Peter Tuz, president of Chase Investment Counsel, said he will be watching to see if retailers have been able to push up prices to match their costs.

His firm holds shares of a variety of retailers including discounter Dollar Tree and specialty retailers Crocs and Ulta Beauty, but does not own broad retailers like Walmart and Amazon.

"We are clearly emphasizing retailers in select industries versus the mass market retailers," Tuz said. "With the mass retailers, it's just harder to identify what is going to make them grow."

Investors next week will also focus on Wednesday's release of minutes from the Fed's latest meeting, when the central bank scaled back its rate hikes to a quarter-point after a year of heftier raises.

Since that meeting, data has shown U.S. consumer prices accelerating and monthly producer prices increasing by the most in seven months in January.
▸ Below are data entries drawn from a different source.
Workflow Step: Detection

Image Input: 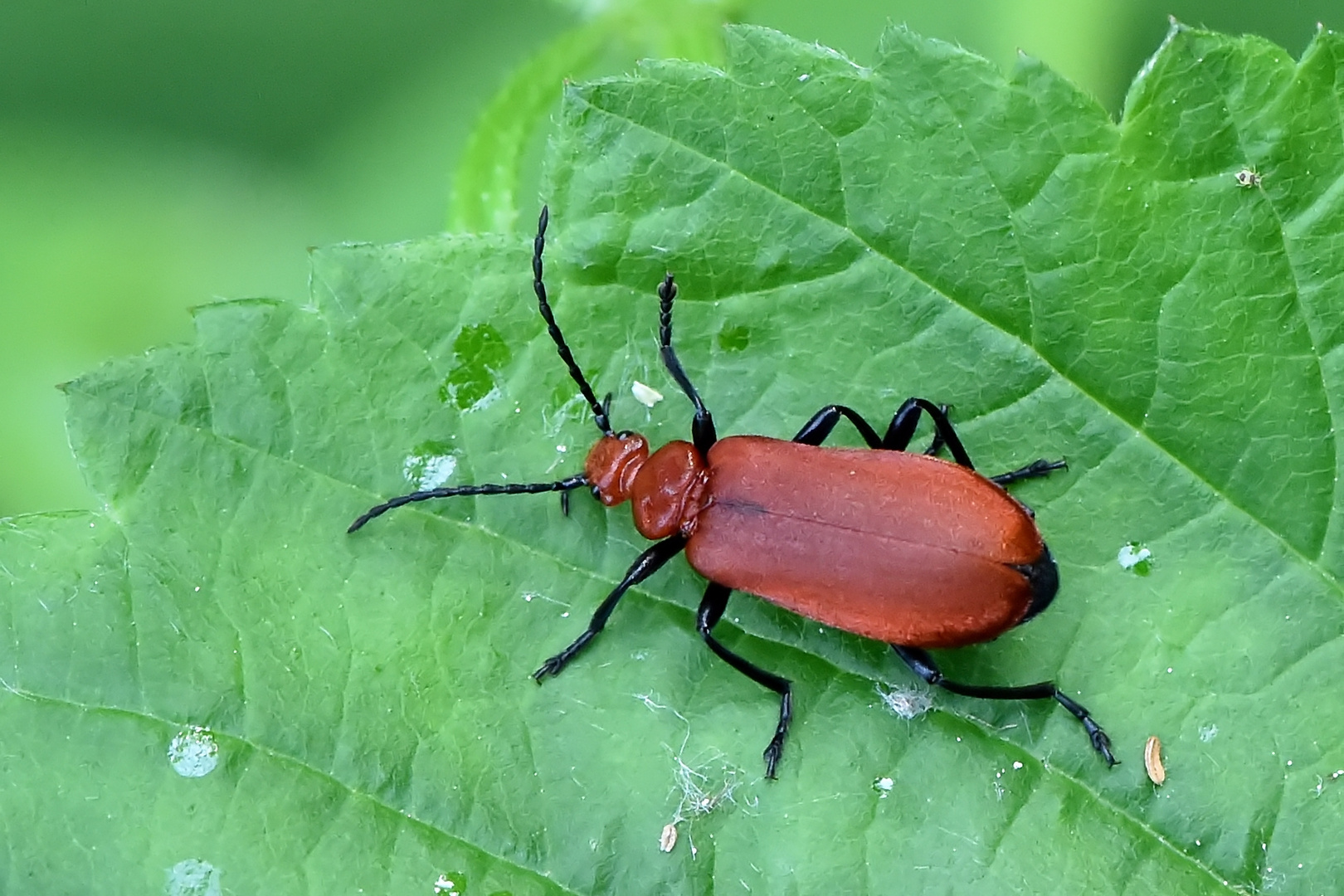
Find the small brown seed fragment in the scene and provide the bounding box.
[1144,735,1166,785]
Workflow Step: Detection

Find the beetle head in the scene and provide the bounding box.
[583,431,649,506]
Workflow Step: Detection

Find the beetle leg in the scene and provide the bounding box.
[793,404,882,449]
[533,534,685,684]
[695,582,793,778]
[925,404,952,457]
[659,274,719,457]
[882,397,976,470]
[891,644,1118,766]
[989,458,1069,485]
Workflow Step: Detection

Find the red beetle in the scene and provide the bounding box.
[349,208,1116,778]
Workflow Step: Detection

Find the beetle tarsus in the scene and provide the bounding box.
[533,629,597,684]
[989,458,1069,485]
[882,397,976,470]
[1054,688,1119,766]
[695,582,793,778]
[891,644,1117,766]
[761,689,793,781]
[533,534,685,684]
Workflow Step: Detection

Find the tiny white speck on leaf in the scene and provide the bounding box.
[164,859,223,896]
[1116,542,1153,575]
[402,454,457,490]
[631,380,663,407]
[168,725,219,778]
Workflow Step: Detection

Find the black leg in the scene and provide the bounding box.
[793,404,882,449]
[989,458,1069,485]
[891,645,1117,766]
[882,397,976,470]
[659,274,719,457]
[533,534,685,684]
[925,404,952,457]
[695,582,793,778]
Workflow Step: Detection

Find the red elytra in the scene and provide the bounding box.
[348,208,1116,778]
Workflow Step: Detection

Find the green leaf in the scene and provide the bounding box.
[447,0,739,234]
[0,19,1344,896]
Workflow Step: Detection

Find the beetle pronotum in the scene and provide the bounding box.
[349,208,1116,778]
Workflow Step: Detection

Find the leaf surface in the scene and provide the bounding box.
[0,21,1344,896]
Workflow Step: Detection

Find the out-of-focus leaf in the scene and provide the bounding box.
[447,0,735,234]
[0,21,1344,894]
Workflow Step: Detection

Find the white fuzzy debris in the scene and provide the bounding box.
[659,824,676,853]
[876,684,933,720]
[1116,542,1153,572]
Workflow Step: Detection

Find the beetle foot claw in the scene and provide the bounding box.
[1091,728,1119,766]
[761,733,783,781]
[1083,716,1119,766]
[533,653,568,684]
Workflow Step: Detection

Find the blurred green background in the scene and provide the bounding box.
[0,0,1344,517]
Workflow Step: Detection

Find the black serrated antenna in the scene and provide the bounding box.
[533,206,614,436]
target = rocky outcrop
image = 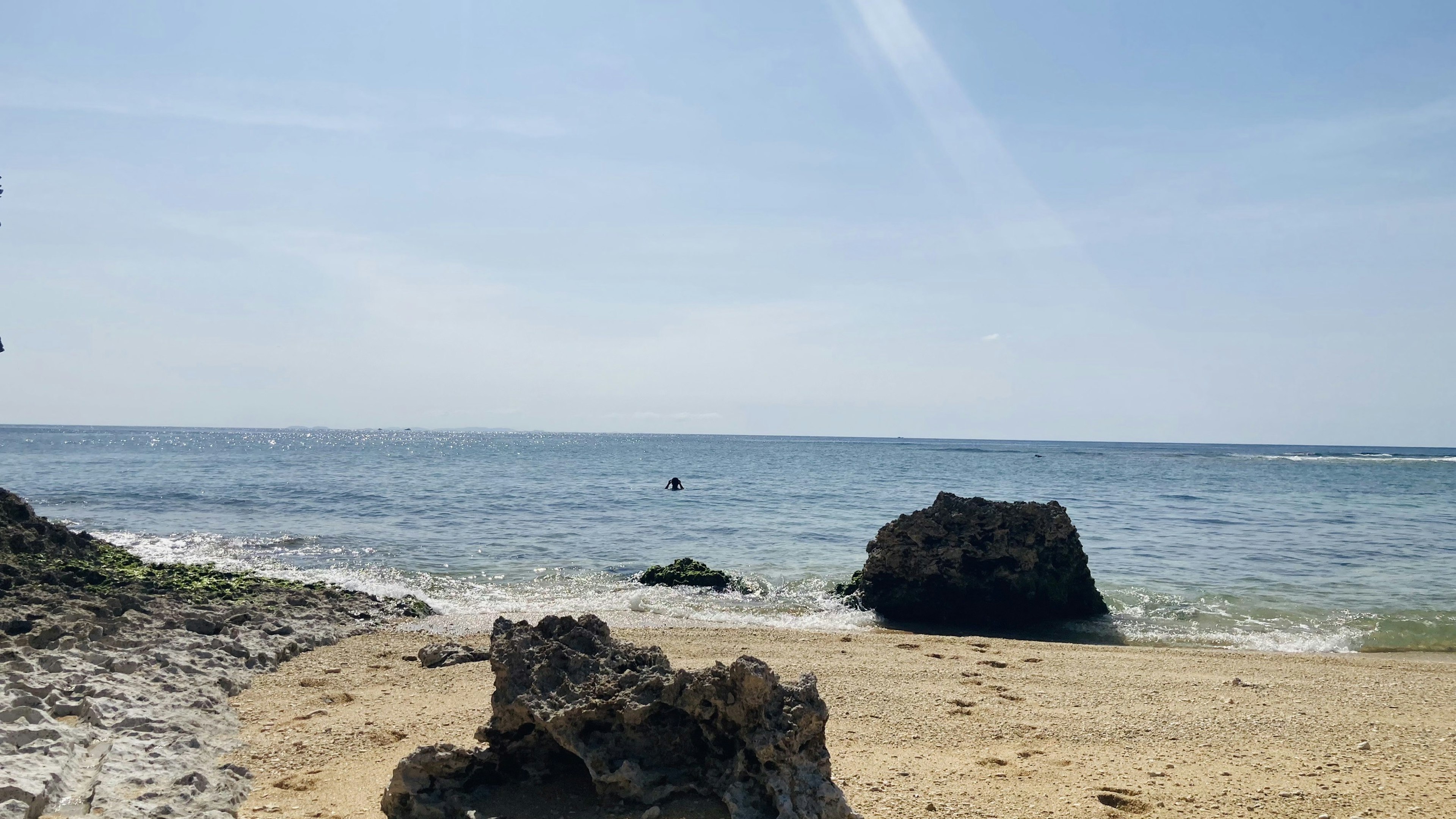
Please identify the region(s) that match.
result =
[0,489,428,819]
[415,643,491,668]
[638,557,733,592]
[381,614,856,819]
[846,492,1108,625]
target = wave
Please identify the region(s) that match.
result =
[97,531,1456,653]
[1230,453,1456,464]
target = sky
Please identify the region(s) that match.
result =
[0,0,1456,446]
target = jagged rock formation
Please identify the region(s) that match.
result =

Together with a strong U.S. jobs report, the data has led investors to push up expectations for how high the Fed will raise rates and how long they will stay elevated, with futures now pricing in a peak rate of over 5.2% in July.

Extremely robust retailer earnings could fuel worries about a more hawkish response from the Fed, said Chuck Carlson, chief executive officer at Horizon Investment Services.

"If those numbers come in and are really, really, really strong, that could be this idea that too much good news is bad news from a Fed perspective," Carlson said.